L'adolescent, qui se trouvait avec deux autres jeunes hommes, était connu des autorités et devait être jugé pour usage illégal d'une arme et résistance aux forces de l'ordre lors d'une arrestation. Après les événements, mercredi soir, quelque 200 personnes seraient descendues dans la rue, conspuant la police et bloquant la circulation. Jeudi, vers 18 heures, une foule s'est rassemblée sur le lieu de l'incident pour prier et allumer des bougies. Une manifestation dans l'ensemble pacifique a ensuite eu lieu dans le quartier. Des drapeaux américains ont été brûlés ou piétinés.

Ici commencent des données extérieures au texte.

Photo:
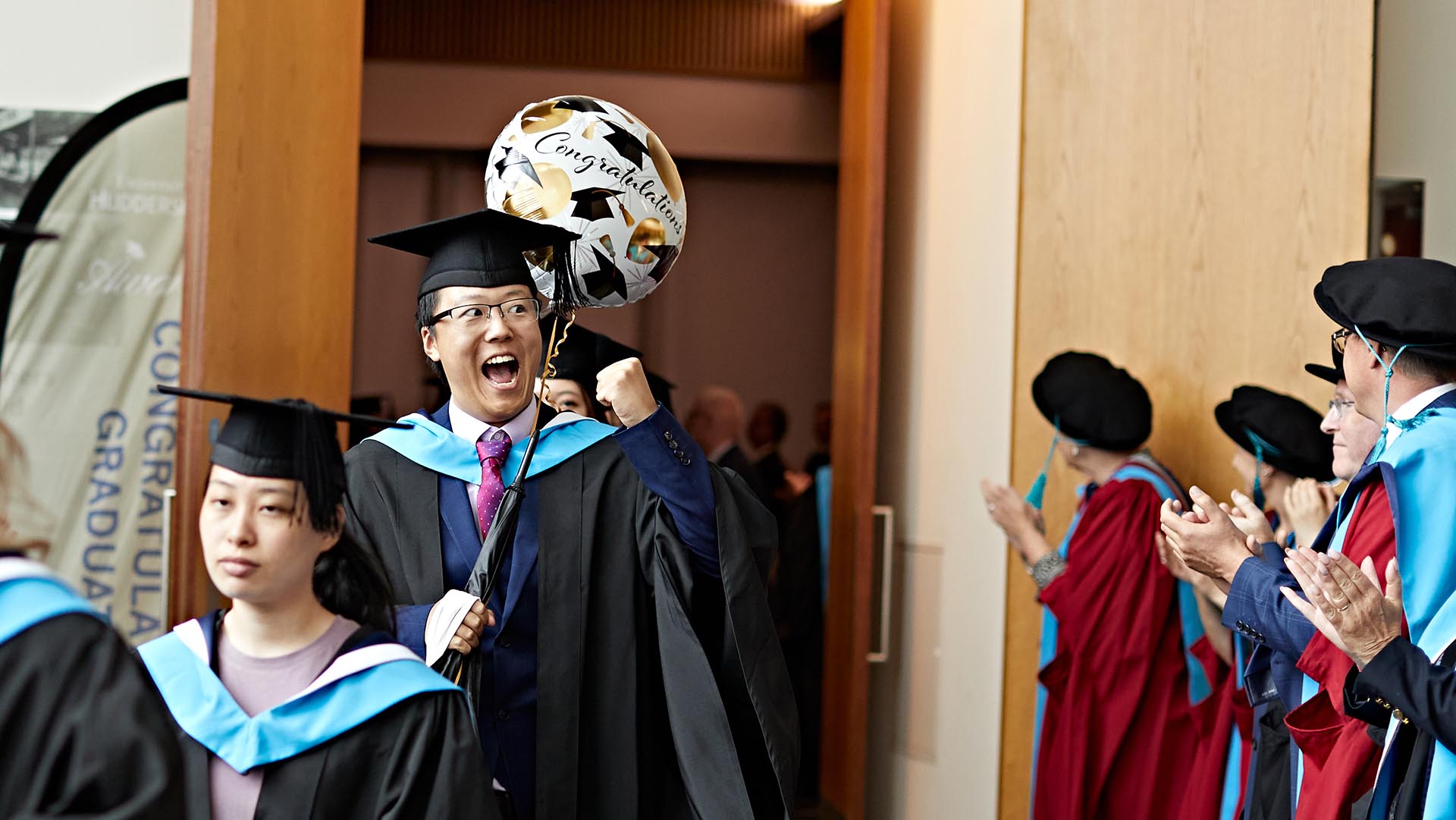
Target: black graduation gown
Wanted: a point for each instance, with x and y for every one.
(83, 733)
(654, 682)
(1404, 677)
(413, 761)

Vers 10 heures, les choses ont dégénéré : des policiers ont chargé après qu'un officier a été blessé. Du gaz lacrymogène, un véhicule blindé et des dizaines de véhicules de police ont ensuite été mobilisés pour disperser les manifestants, dont la plupart ont quitté les lieux vers 1 heure du matin, précise le quotidien local St. Louis Post-Dispatch. La mort de Vonderrit D. Myers Jr. intervient juste avant un "week-end de résistance" organisé dans la région de Saint-Louis pour protester contre les pratiques des forces de l'ordre suite à la mort de Michael Brown, l'adolescent noir de 18 ans tué le 9 août dernier à Ferguson, dans la banlieue de Saint-Louis, note The New York Times. "La police se prépare à un week-end de manifestations", informe le St. Louis Post-Dispatch : 6 000 à 10 000 manifestants de tout le pays devraient prendre part pendant plusieurs jours à des marches, des rassemblements et des actes de désobéissance civile, selon un porte-parole de la manifestation.
Jeudi 13 novembre au soir, plusieurs dizaines de personnes se sont réunies dans l'entresol d'une église pour décider de ce qu'elles feront si le grand jury décide de ne pas inculper Darren Wilson, l'agent de police blanc qui a abattu Michael Brown, un jeune Noir non armé, il y a trois mois. Parmi les idées avancées : descendre en masse au siège des autorités du comté à 7 heures du matin le lendemain de l'annonce. Depuis août, les manifestants – dont certains appartiennent à des organisations établies et d'autres à de nouvelles organisations comme Hands Up United et Lost Voices – affluent pour protester non seulement contre la mort de Michael Brown mais aussi contre la question plus vaste du profilage racial et du comportement de la police. La décision du Grand Jury est attendue dans les tous prochains jours et les diverses organisations se préparent à protester contre un non-lieu que certains jugent inévitable. Elles mettent au point des "règles d'engagement" pour les contacts avec la police, font circuler de longues listes d'équipement (comprenant, entre autres, bandages et lunettes incassables) et établissent des "espaces sûrs" où les manifestants pourront se réfugier pour échapper au froid – ou aux gaz lacrymogènes.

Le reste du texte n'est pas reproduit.